だから僕たちは行く。止まらずに進むんだと歌詞は続きます。
今はまだ頼りなく、大きく無いかもしれないけど、答えだって何もみつからないけど僕たちは歌い続ける。
夜は長いんだから、夢は覚めずに見続けられる。
夢が正夢になる日だって、そんな朝だってきっとが来るはずなんだ、と。
心地よい朝日が指し込むような晴れやかなエンディング
飛べない鳥と立てない僕が
悪口ばっか しょうがない しょうもない
はいあきらめなさい
もうなんにも失いたくはないけれど
なにができるかな
あのときの景色が
いまでも僕の身体を
離れないから
超えて行く
かっこ悪い僕の心いつか認めてさ
無い物ねだりでも
孤独が運命なんて言葉虚しいな
そう思わない?
出典: Nothing./作詞:モモコグミカンパニー 作曲:松隈ケンタ
「孤独が運命なんて言葉虚しいな。そう思わない?」と終わらせたのは茶目っ気でしょう。
しかしモモコが気持ちを覆う暗雲を振り払い、リスタートの決意をしたのが伝わってきます。
いつまでもBiSにこだわってなんていられない。
最後のステージはすごかったし脳裏からも離れないけど、それを超えて行くんだと宣言しているのです。
その名のとおり「Brand-new」となるBiSH。
ますます目が離せませんね。楽器を持たないパンクバンドは、荒々しく牙を剝き続けます。
孤独が運命なんて言葉虚しいな。そう思わない?
そう、清掃員とともにこれからも、激しく未知への道を走り続けるのです。
PVは清掃員必見のドキュメンタリー
新生BiSHはこうなんだよ!
アユニは2016年に加入したメンバーです。
そんなアユニのコールから始まるPVは、新たなパーツが加わった、新生BiSHのリスタートの宣言だともいえます。
続いて映像は盛り上がるライブシーンと、そのリハーサルの模様へと続きます。
そしてアユニのオーディション映像。
ここでも新生BiSHがこの曲に込めた想いが、ここから始まるんだぞというメッセージが伝わってくるかのようです。
迫力の幕張メッセ。そして舞台裏
シーンは移って幕張メッセの開演前、続いてライブでの熱唱と胸が高鳴ります。
舞台セッティングを見守るメンバーの表情がキラキラしていて、大一番を前にした期待と緊張が伝わってきます。

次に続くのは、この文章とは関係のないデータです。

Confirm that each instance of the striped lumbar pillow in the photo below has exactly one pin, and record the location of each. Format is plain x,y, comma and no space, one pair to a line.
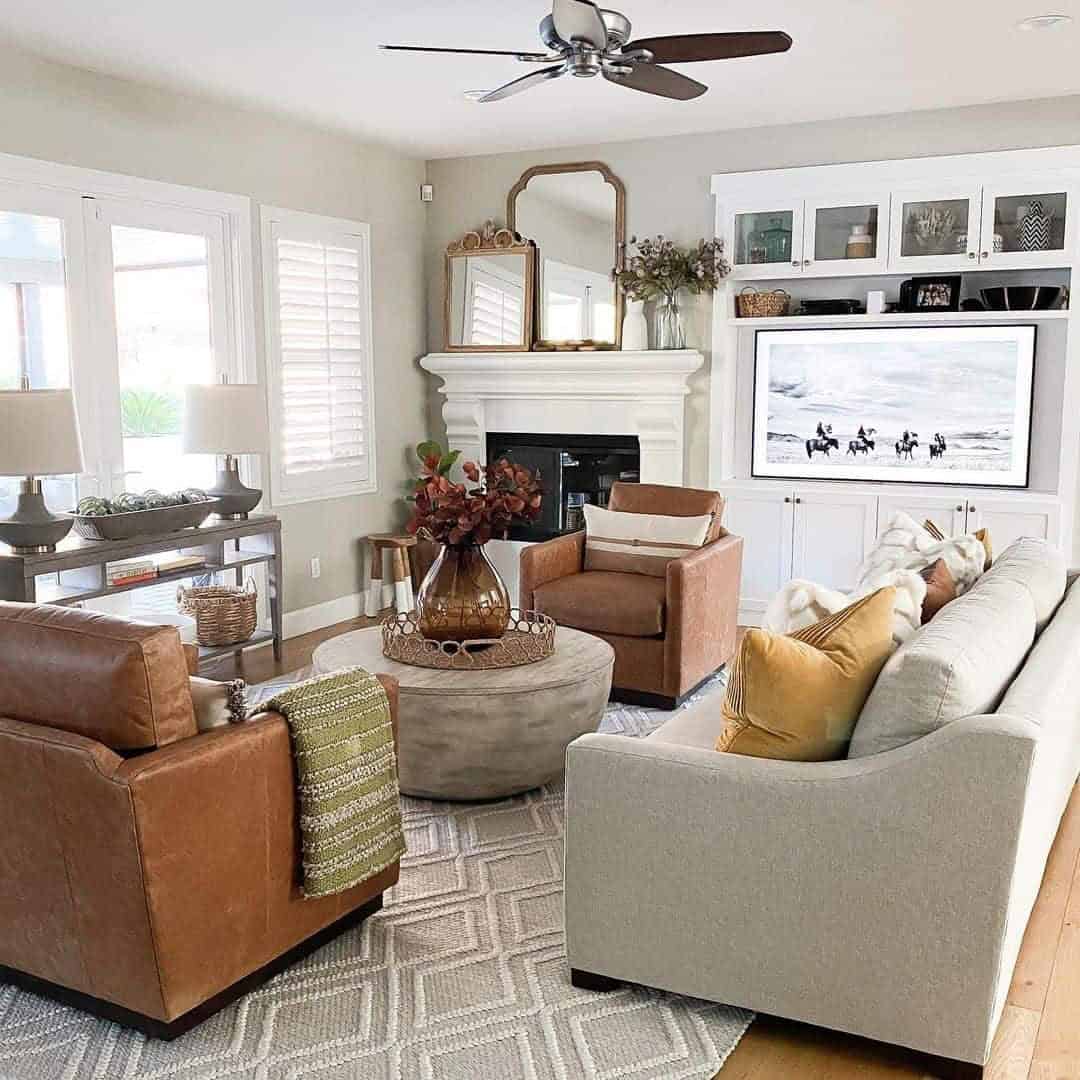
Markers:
639,543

こうして詩だけでなく映像で素の自分たちの姿を見せてくれるから、等身大の彼女たちに感情移入できますね。
次はもっとでっかいところでやろう!
そう叫ぶジュンジュンがクローズアップされてPVは終ります。
小さな箱(ステージ)から始まったBiSHが、幕張という、こんなにも大きな箱に辿りついたのです。
それはBiSの最後である横浜アリーナにも劣らない、BiSHのひとつの到達点ともいえるライブでした。
だからこその涙。だからこそ迫力を増すアイナのハスキーボイス。
このPVで高らかにBiSHは、ここからがスタート、まだまだ夢に向かって走り続けるよと宣言したのです。
もはやBiSの後継ユニットではない、オリジナルな存在となったBiSH。
あのときの景色と綴った「Nothing.」の一節は幕張メッセでしょうか。
それともBiSの横浜アリーナなのでしょうか。
しかしどちらであってもBiSHは、それらを乗り超えて前に進みます。
そしてその先にある夢が何なのか、一緒に走っていきたいと思わせてくれるのです。
「Nothing.」に込められた想いはもっと深い
解散したBiSや脱退した元メンバー、合宿のオーケストラを失い新たに得た新メンバーのアユニという経過。
それがあるから「もう何も失いたくはない」と歌い出す「Nothing.」は共感する歌詞になっています。
しかしこの曲が聴くものの心に響くのは、BiSHの成り立ちと重なるからだけではありません。
もっと身近なものなのです。誰もの身の上にある不安や恐れ、そして希望を映し出しているのです。
だから「私も頑張ろう」と、そんな前向きな気持ちを呼び起こしてもらえます。
本当の自分はこんなじゃない。そうだよね?
家庭環境や誰かと比較されることへの反発など、自分がやりたいこととのギャップに悩む人は多いと思います。
でもそこで立ち止まっちゃだめだ。
飛べない理由を他人のせいにしていては、その苦境から逃れることはできないと「Nothing.」は言っています。
だから乗り越えていくんだ。
BiSとの比較やその存在との違いを克服し、オリジナルなBiSHであろうと「Nothing.」は綴ります。
今の自分は本当の自分じゃない。
たとえカッコ悪くても、目標に到達できなたったとしても、歩き続ける姿こそが自分なんだ。
だから僕はあきらめない。カッコ悪い今の自分を認めて、それを乗り越えてみせるんだ。
そう思わせてくれる応援歌。
「Nothing.」に込められた真の意味は、そういうものなのではないでしょうか。
だから聴くものの心を、こんなにも奮い立たせてくれるのです。